Application of the K-Nearest Neighbor Method for Classification of Leiomyoma (Myoma)

Authors

  • Selly Alfika selly Universitas Malikussaleh
  • Mukti Qamal universitas malikussaleh
  • Zahratul Fitri universitas malikussaleh

Keywords:

Classification, K-Nearest Neighbors, myoma

Abstract

Information technology is very important in the process of human life. Along with the growth opens up opportunities for relatively large data growth, one of which is hospitals. Mioma is a disease that continues to increase and has a major impact on health female reproduction. Myoma is a benign tumor that grows in or around the uterus.
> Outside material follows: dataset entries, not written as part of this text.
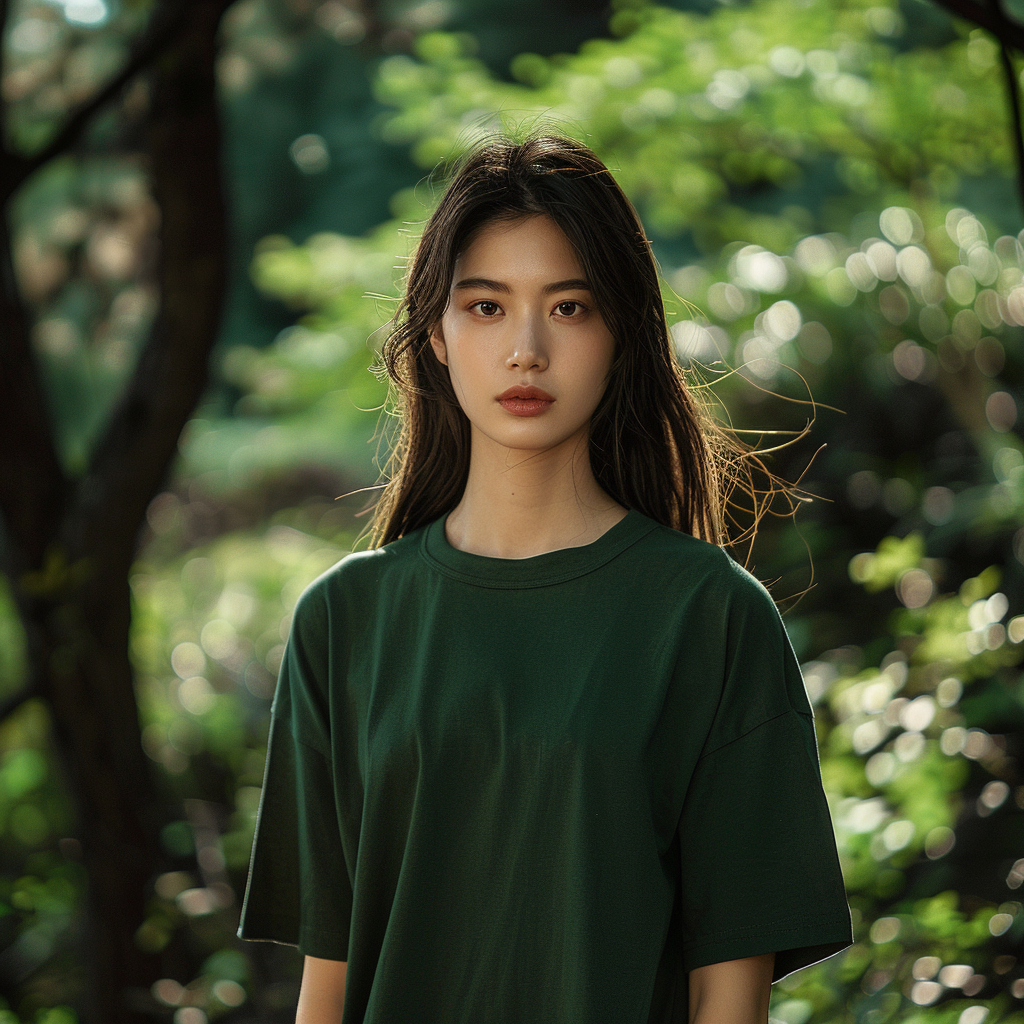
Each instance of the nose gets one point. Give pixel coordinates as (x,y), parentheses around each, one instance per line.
(527,349)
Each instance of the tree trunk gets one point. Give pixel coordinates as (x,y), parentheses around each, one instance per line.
(70,544)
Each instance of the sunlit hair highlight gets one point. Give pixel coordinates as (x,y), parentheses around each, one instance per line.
(654,445)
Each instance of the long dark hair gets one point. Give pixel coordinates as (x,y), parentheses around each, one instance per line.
(653,445)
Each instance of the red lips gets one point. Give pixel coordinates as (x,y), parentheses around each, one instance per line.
(525,391)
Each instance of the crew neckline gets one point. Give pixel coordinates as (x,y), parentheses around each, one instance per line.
(537,570)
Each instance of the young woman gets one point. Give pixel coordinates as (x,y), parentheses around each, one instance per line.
(544,754)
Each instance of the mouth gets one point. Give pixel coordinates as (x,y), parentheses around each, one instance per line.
(527,392)
(525,400)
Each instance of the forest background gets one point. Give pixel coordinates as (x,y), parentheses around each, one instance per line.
(207,209)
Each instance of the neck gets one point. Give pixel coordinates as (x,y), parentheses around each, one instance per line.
(522,503)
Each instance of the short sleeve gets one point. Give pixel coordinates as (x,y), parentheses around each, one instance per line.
(299,890)
(760,869)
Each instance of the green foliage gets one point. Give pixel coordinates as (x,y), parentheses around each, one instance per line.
(819,192)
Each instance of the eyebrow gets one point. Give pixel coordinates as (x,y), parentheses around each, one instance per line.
(571,285)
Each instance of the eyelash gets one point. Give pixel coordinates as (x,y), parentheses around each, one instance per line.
(568,302)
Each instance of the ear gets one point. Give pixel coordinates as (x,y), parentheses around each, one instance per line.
(437,344)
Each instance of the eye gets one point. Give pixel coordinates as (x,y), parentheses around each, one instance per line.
(570,309)
(486,307)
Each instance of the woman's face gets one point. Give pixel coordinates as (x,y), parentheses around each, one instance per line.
(520,313)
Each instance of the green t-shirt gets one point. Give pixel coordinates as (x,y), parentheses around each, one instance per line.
(543,788)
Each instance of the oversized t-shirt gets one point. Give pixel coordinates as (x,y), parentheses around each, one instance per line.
(544,788)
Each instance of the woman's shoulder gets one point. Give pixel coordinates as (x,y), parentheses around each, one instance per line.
(360,569)
(701,563)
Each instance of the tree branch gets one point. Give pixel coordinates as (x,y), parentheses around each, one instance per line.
(132,457)
(1017,138)
(1009,33)
(166,23)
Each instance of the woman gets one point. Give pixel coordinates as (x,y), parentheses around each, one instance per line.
(544,753)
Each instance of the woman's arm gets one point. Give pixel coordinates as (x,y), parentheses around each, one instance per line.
(732,992)
(322,996)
Mioma is a medical condition experienced by women of all ages, but is often experienced by women who have entered pre-menopause, myoma is also the second benign tumor in Indonesia by age range sufferers 20-50 years old. Sufferers rarely cause specific symptoms so women are rarely aware of them the presence of myoma growth in their uterus. This research classifies patient data with a purpose to classify types of myoma disease using the K-Nearest Neighbor method. There are several The attributes used in this research are diastolic blood pressure, systolic blood pressure, hemoglobin, ever been pregnant, symptoms 1 and symptom 2. The data used for this research amounted to 288 myoma patient data which will be divided into 2, namely 70% training data and 30% testing data. Then it is divided into 3 classes, namely intramural myoma, submucosal myoma, and subserosal myoma. Results of myoma classification using the K-Nearest algorithm Neighbor at Aceh Tamiang Regional Hospital used 87 test data or patient data, indicating people with the disease Intramural myoma are more numerous with 48 data, subserosal myomas 15 data and for subserosal myomas there are 25 data with a high accuracy rate of 93%.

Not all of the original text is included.